This summer, I will not be headed to the beach, but to the mountains of North Carolina, where I will spend a great deal of time sitting on a screened front porch in a rocking chair, looking out at the Pisgah National Forest. So my list should more properly be called, “Top Ten Porch-Sitting Reads.” Are the kind of books you’d read on a front porch different than those you’d read on the beach or beside the pool? I think probably the answer is yes. I know lots of folks look for light and fluffy in their summer reading, wherever they may be headed. I have no objection to a little fluff, but the most compelling criteria for me is that the book be engrossing. In the summer, whether I’m on the porch or by the pool, I want something that sucks me in and won’t let me stop reading any longer than it takes to procure another frosty beverage. So here’s a list of what I’ll probably be taking with me to the mountains.
1. Definitely Dead, by Charlaine Harris. This is where I left off in my reading of the Sookie Stackhouse novels. I needed a break and now I’m ready to see what’s going on with Sookie now.
2. Paris to the Moon, by Adam Gopnik. My husband has been raving, raving, raving about Adam Gopnik and has made some vague accusations to the effect that I never read any of the books he recommends. So I’ll be checking out this collection of essays on the authors life in Paris with his wife and son.
3. The Secret Pilgrim, by John Le Carre. I’ve never read any of Le Carre’s books, so I’m hoping this will be a definite page-turner.

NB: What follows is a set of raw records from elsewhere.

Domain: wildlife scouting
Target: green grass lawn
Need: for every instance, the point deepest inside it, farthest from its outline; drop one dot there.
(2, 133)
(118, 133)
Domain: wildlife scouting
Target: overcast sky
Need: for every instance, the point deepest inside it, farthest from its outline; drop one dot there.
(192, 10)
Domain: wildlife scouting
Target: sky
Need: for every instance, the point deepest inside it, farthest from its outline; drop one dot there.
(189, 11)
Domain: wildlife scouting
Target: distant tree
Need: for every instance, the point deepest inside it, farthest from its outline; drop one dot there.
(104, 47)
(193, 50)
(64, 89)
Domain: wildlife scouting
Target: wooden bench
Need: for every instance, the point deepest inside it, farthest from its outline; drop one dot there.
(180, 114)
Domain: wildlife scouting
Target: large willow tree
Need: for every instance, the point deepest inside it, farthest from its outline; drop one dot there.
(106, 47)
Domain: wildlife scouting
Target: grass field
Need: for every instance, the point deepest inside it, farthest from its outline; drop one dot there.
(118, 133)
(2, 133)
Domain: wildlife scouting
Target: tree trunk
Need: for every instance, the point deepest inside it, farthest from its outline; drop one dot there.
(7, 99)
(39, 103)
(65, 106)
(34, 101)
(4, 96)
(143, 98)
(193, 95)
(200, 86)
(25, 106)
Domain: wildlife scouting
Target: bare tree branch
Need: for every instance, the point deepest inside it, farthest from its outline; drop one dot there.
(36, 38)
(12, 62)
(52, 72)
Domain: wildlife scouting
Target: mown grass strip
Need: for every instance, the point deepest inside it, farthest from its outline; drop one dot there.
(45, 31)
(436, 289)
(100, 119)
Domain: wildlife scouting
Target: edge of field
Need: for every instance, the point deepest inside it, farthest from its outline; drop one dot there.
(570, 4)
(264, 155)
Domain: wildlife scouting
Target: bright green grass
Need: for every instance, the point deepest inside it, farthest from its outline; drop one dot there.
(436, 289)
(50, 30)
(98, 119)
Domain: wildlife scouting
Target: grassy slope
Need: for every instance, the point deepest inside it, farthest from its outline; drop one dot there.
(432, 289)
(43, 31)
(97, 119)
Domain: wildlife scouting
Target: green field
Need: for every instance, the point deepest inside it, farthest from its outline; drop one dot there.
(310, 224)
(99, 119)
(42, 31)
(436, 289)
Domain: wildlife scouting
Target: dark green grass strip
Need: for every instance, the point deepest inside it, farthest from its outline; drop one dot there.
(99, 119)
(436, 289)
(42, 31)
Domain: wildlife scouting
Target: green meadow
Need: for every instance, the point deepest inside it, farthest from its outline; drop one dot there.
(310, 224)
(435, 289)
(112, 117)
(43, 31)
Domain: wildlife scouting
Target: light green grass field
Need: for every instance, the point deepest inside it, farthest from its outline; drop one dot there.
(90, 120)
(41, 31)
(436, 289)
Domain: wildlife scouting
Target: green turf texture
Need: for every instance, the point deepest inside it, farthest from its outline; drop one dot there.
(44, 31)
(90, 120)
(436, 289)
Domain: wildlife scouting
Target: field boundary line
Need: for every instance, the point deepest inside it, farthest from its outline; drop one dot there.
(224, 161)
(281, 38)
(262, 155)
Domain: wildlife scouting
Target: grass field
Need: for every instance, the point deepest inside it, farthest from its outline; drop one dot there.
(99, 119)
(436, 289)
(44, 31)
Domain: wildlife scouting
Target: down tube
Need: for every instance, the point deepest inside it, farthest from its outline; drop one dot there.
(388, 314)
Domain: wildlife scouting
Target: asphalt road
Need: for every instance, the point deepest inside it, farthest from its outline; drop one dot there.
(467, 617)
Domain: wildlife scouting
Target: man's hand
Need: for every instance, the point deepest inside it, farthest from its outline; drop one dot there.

4. The Warmth of Other Suns: The Epic Story of America’s Great Migration, by Isabel Wilkerson. Definitely in the category of un-fluffy read. I know a little bit about the Great Migration, but after this book, I feel certain I’ll know a lot more.
5. The Great Night, by Chris Adrian. I picked this up at Carmichael’s Bookstore in Louisville this weekend. It’s a re-working of A Midsummer Night’s Dream, and I’m interested to see how that goes.
6. The Adventures of Huckleberry Finn, by Mark Twain. I’ve been reading this very slowly on my i-Phone for several months now. It’s in the category of books I felt certain I had read only to discover I have not. This is not really light reading, but it is lovely to be fictionally on the river. I felt I had to read this book to prepare to read…
7. Finn, by Jon Clinch. This is the story of Huck’s father, and of Huck. It was one of Nathan’s picks at Village Lights Bookstore, who warned me repeatedly that it is quite dark.
8. Alif the Unseen, by G. Willow Wilson. I snagged this ARC from the back of the bookstore as I’d heard some good things about it on the blogosphere. So far, I’m having some mixed feelings, so this is a conditional recommendation. I’ll let you know when I finish it. Or I won’t, in which case you’ll know I probably didn’t like it enough to review.
9. Canada, by Richard Ford. I’ve never read any Richard Ford. Thought I’d give it a try.
10. Sharp: A Memoir, by David Fitzpatrick. Another ARC. I think this memoir about mental illness might fit into the slowing down to check out the gruesome car wreck category, but sometimes the fucked-up-ness of other people’s lives can be quite comforting.
That’s what on my vacation list for now, so hopefully I have some compelling reading ahead of me. Happy travels!